Touch up is very general, are you talking a total redo, or just a wash and blow dry? If you post pictures of the mount, maybe someone could give you an estimate.


----------



## Brian Jones (Jan 11, 2009)

There may not be a whole lot that can be done with it shy of a new cape. Probably what can be done is just dusting it, being careful to go with the hair, and cleaning the glass eyes. There could be some touch up painting, it just depends on how bad it is.


----------



## Greekrukus (Oct 20, 2008)

ill take some pics and repost them


----------



## Custom Artist (Jan 28, 2009)

Most heads can be restored. Recently, I have done 4 different restorations on mounts all over 25 years old. The cracking and loose clay work is removed, the hide is thoroughly cleaned, new appoxy clay is added to fill cracks, rippled ears are rehydrated and carded so they dry flat again, and it is repainted. I have had great success with this, so yes it can be done! There is a taxidermist on your side of the state that has restored all the mounts for Michigan State and if you would like I could probably make a call and get you a phone number to call.


----------



## Greekrukus (Oct 20, 2008)

thanks custom artist, here are the pics.


----------



## Mitchell Ulrich (Sep 10, 2007)

That's really not in to bad of a condition. If you can find the cleaner 'Mount Brite', you can do it yourself. 

Keep an eye on the post below "Cleaning Deer Mounts" and watch for an answer from Custom Artist.

Mitch


----------



## Greekrukus (Oct 20, 2008)

it mostly just has a ton of drywall dust on it. like i said it was sitting in an attic while i was trying to get my house back from the monster that was my ex wife.:lol:


----------



## Custom Artist (Jan 28, 2009)

It seems it really is not that bad. It is hard to tell if things like the mouth and eye area are cracked. Are they? 
Anyway I posted this once for you but I noticed it did not show up. Here it is again. Also, I will post some before and after of the one I did.


(517) 543-4313
Peter J. Ocello of Preservation Specialties

He is in the Lansing area, and I heard he is the one that did Michigan State Universities Mount Restorations. But, he may be very costly.

On the one I will display, I used "Mount Brite", Apoxy to refill tear ducts and resculpt eyes, mouth and nose areas. It was covered in fly specs, so I cleaned and restained horns as well.
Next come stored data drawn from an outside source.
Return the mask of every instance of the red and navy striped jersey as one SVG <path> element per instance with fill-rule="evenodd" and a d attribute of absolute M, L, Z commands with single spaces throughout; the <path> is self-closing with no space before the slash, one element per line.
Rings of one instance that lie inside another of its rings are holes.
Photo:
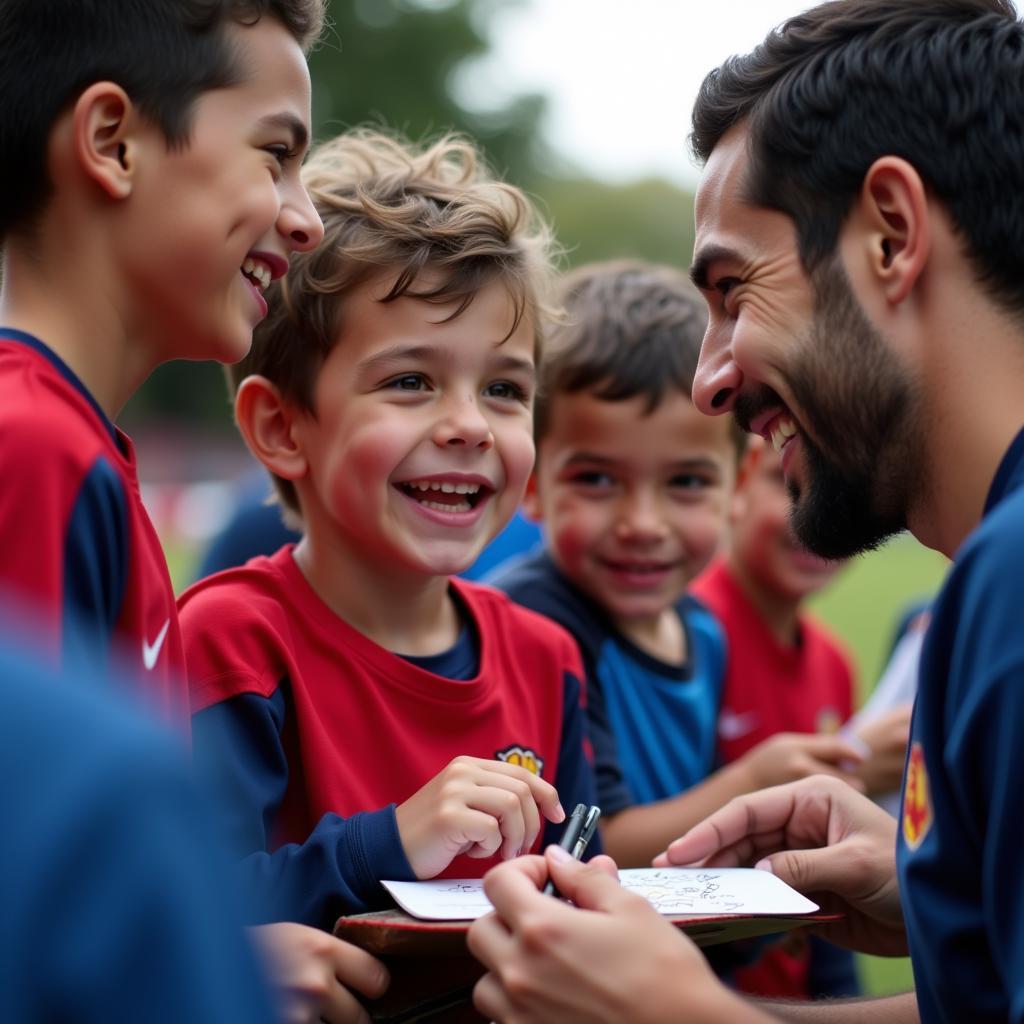
<path fill-rule="evenodd" d="M 451 587 L 479 638 L 465 676 L 363 636 L 320 599 L 290 545 L 182 595 L 197 771 L 251 906 L 276 894 L 254 921 L 330 927 L 383 905 L 379 881 L 411 877 L 394 806 L 460 754 L 519 764 L 565 806 L 594 802 L 576 645 L 489 587 Z M 493 863 L 460 856 L 441 876 L 480 877 Z"/>
<path fill-rule="evenodd" d="M 187 722 L 174 591 L 129 438 L 41 341 L 0 328 L 0 589 L 56 667 L 117 667 Z"/>

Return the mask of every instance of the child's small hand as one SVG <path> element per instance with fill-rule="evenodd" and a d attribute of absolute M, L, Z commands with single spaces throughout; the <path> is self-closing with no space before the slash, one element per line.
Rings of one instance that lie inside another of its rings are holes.
<path fill-rule="evenodd" d="M 899 788 L 913 710 L 912 704 L 893 708 L 857 730 L 857 739 L 870 751 L 858 770 L 868 793 L 887 793 Z"/>
<path fill-rule="evenodd" d="M 395 815 L 402 847 L 417 878 L 433 878 L 461 853 L 503 860 L 525 853 L 541 815 L 562 821 L 554 786 L 504 761 L 456 757 Z"/>
<path fill-rule="evenodd" d="M 748 750 L 737 766 L 749 777 L 751 792 L 819 773 L 863 791 L 864 784 L 854 774 L 863 760 L 863 751 L 839 736 L 780 732 Z"/>

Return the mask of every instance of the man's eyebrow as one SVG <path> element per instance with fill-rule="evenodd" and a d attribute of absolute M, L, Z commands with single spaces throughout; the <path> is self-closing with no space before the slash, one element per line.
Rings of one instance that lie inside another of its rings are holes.
<path fill-rule="evenodd" d="M 711 286 L 708 284 L 708 268 L 718 260 L 736 259 L 735 249 L 724 245 L 706 245 L 694 256 L 690 265 L 690 280 L 701 290 L 706 292 Z"/>
<path fill-rule="evenodd" d="M 292 137 L 292 149 L 305 149 L 306 144 L 309 142 L 309 129 L 302 119 L 294 114 L 284 112 L 280 114 L 267 114 L 266 117 L 260 118 L 259 126 L 261 128 L 276 128 L 279 131 L 289 132 Z"/>

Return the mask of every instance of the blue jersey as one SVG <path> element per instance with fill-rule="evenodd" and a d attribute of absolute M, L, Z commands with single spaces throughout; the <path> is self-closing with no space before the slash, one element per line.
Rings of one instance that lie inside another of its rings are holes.
<path fill-rule="evenodd" d="M 178 741 L 4 647 L 0 1020 L 270 1024 Z"/>
<path fill-rule="evenodd" d="M 564 626 L 580 646 L 605 814 L 676 796 L 714 771 L 725 638 L 699 601 L 687 595 L 676 604 L 687 658 L 669 665 L 623 636 L 547 553 L 510 567 L 494 582 L 514 601 Z"/>
<path fill-rule="evenodd" d="M 921 1019 L 1024 1021 L 1024 431 L 921 655 L 897 865 Z"/>

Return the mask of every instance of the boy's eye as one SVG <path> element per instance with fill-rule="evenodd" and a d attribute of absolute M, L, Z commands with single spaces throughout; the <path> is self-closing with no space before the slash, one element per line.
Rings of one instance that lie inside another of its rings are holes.
<path fill-rule="evenodd" d="M 284 145 L 264 146 L 264 149 L 282 166 L 295 155 L 291 147 Z"/>
<path fill-rule="evenodd" d="M 717 291 L 722 298 L 725 298 L 725 296 L 728 295 L 729 292 L 731 292 L 739 283 L 740 279 L 738 277 L 720 277 L 715 282 L 715 291 Z"/>
<path fill-rule="evenodd" d="M 427 382 L 420 373 L 403 373 L 401 377 L 392 377 L 384 386 L 396 391 L 422 391 Z"/>
<path fill-rule="evenodd" d="M 611 487 L 614 480 L 599 469 L 584 469 L 572 475 L 572 483 L 580 487 Z"/>
<path fill-rule="evenodd" d="M 525 388 L 510 380 L 496 380 L 488 384 L 486 393 L 490 398 L 503 398 L 515 402 L 526 402 L 530 397 Z"/>
<path fill-rule="evenodd" d="M 697 491 L 707 490 L 712 486 L 711 480 L 699 473 L 678 473 L 668 482 L 669 487 L 674 491 L 685 491 L 694 494 Z"/>

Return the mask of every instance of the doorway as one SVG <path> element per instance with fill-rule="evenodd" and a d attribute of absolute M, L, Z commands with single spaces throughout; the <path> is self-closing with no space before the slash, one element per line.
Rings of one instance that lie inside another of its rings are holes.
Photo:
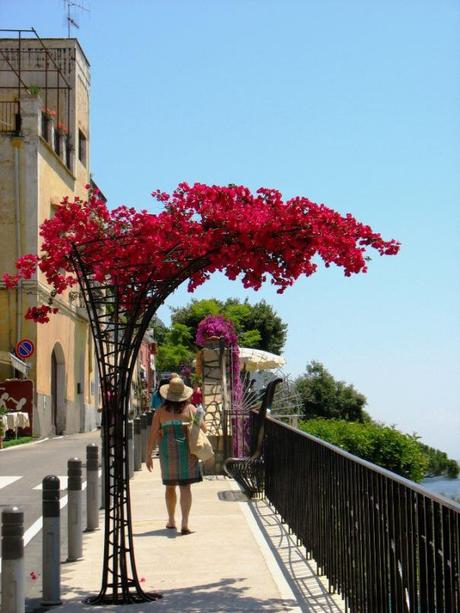
<path fill-rule="evenodd" d="M 51 427 L 61 435 L 65 426 L 65 359 L 61 345 L 56 343 L 51 353 Z"/>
Ok, I guess I need direction on how to post photos on here!


----------



## Custom Artist (Jan 28, 2009)

I have posted photos before and after of a recent shoulder Mount I restored under my personal photos for you to see.


----------



## Greekrukus (Oct 20, 2008)

there are no cracks or anything like that. mostly just dirty. thanks for all the help.


----------